Here's a question FUR all of the fishermen here in northeast Ohio . Which lake has the best crappie fishing, I have a buddy that wants to get into crappie fishing this year & would like to find out the best lake to start . Just want to know everyones opinion ! 
Thanks !


Posted using Outdoor Hub Campfire


----------



## fish420

TRAPPERBECK said:


> Here's a question FUR all of the fishermen here in northeast Ohio . Which lake has the best crappie fishing, I have a buddy that wants to get into crappie fishing this year & would like to find out the best lake to start . Just want to know everyones opinion !
> Thanks !
> 
> 
> Posted using Outdoor Hub Campfire


berlin mosquito and pymatuning are the main 3 i go to, i hear ladue reservoir is pretty good. smaller pay lakes if they still exist probably still stock them


----------



## TRAPPERBECK

Thanks Fish420. I kinda thought that mosquito would be in the there , cuz my Hney & I did catch a couple good ones up at the north end of mosquito ! Now Berlin well I guess i have to find them . Thanks again !


Posted using Outdoor Hub Campfire


----------



## Rasper

Hows the crappie fishing at mosquito in april? My campground opens on fools day.

Sent from my DROID BIONIC


----------



## fish420

anytime during spring you can catch them every cast at mosquito.. in the fall its not too bad either. any other time of the year you have to work for em. i dont fish berlin too often anymore but the bedell rd bridge off of 224 is good in the spring and theres tons of timber and structure in that lake so crappie can basically be anywhere finding them is the hard part. in a boat id imagine it would be much easier though.


----------



## SeanStone

I'm way late on this thread but, in general find structure and you will find crappie. As others have mentioned they may not be active, but they are there. We fish rocky fork, max depth of 40 some feet, and on the opposite side of the spectrum we fish adams lake with a max depth of 13 feet. In general crappie drop deep in winter and move shallow in the spring to spawn, after spawn water temps warm and weeds get out of control. This time of year they can be caught on the weed lines, but not in good numbers as they are dispersed, simply cruising the weed lines. They also favor main lake points.....just like bass fishing when you have wind blowing across a main lake point, fish will congregate there.

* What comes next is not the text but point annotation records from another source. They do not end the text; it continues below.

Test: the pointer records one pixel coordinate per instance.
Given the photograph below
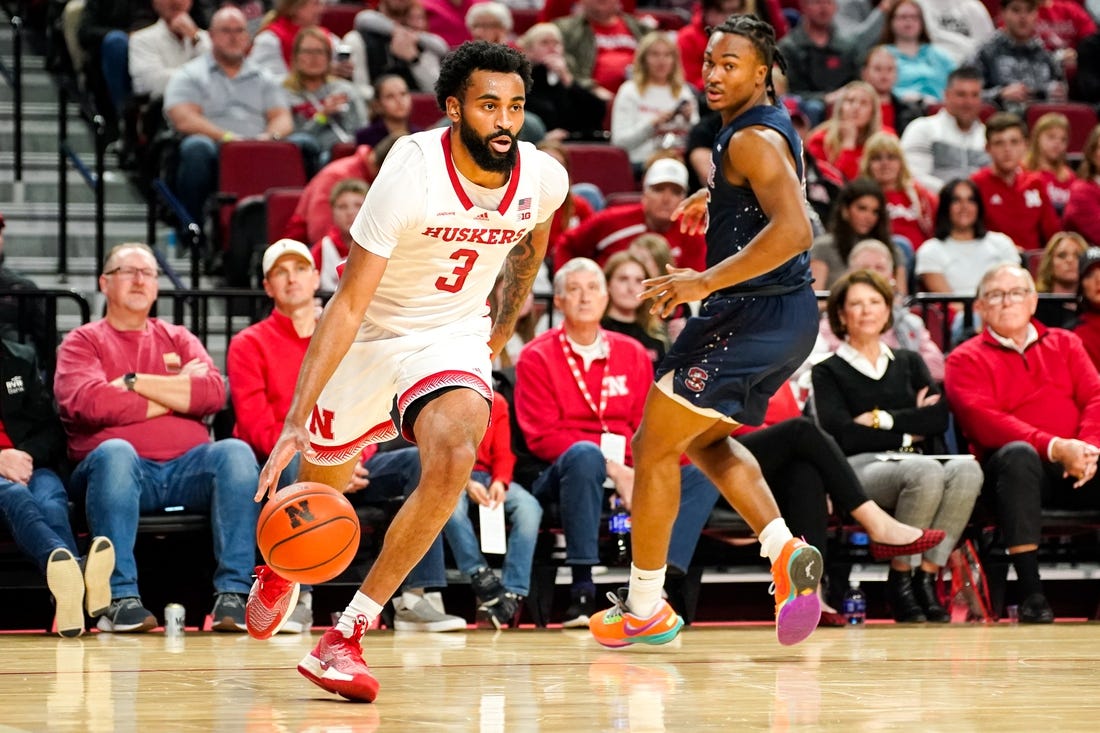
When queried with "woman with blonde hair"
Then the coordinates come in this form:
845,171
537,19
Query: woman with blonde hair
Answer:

In my opinion depth is relative, dont be concerned that your only fishing 13 foot in the middle of winter if that 13ft is the deepest hole that is available. Learn crappie patterns and you'll be able to catch them year round on any lake you fish.

Best of luck, and sorry the post is so late.


----------



## fish420

all this talk about crappie fishing really makes me want to go crappie fishing haha


----------